Pendiri Sanct, Sion Abednego, mengatakan bahwa peluncuran dua film pendek tersebut menjadi cara perusahaan memperkenalkan nilai utama yang ingin dibangun melalui platform tersebut.
“Sanct hadir untuk membantu orang tetap terhubung dengan mereka yang memiliki arti penting dalam kehidupan. Teknologi seharusnya menjadi penghubung yang memperkuat hubungan manusia, bukan menggantikannya,” ujar Sion.
Closed Beta Sanct Mulai Mendapat Respons Positif
Sejak membuka program closed beta pada 23 Agustus 2026 melalui kegiatan Car Free Day di kawasan Senayan, Sanct mencatat respons positif dari masyarakat.
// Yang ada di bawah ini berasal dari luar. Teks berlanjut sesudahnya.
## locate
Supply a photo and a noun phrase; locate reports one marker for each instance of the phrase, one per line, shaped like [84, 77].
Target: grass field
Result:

Pada hari pertama, sebanyak 147 orang mendaftar untuk mencoba platform tersebut.
Dalam satu minggu berikutnya, lebih dari 150 pengguna aktif telah bergabung dalam tahap uji coba awal, sementara lebih dari 1.600 calon pengguna masih berada dalam daftar tunggu.
Sanct saat ini tengah mempersiapkan peluncuran bertahap di Indonesia, Malaysia, dan Singapura. Platform tersebut akan menggunakan model bisnis freemium, dengan layanan utama tetap tersedia secara gratis, sementara fitur tambahan premium akan diperkenalkan setelah peluncuran resmi.
Dengan membawa konsep media sosial privat yang berfokus pada hubungan autentik, Sanct berupaya menghadirkan alternatif baru di tengah tren digital yang semakin luas. Platform ini menawarkan pendekatan berbeda, yaitu mengembalikan makna pertemanan melalui interaksi yang lebih personal, aman, dan berdasarkan hubungan nyata.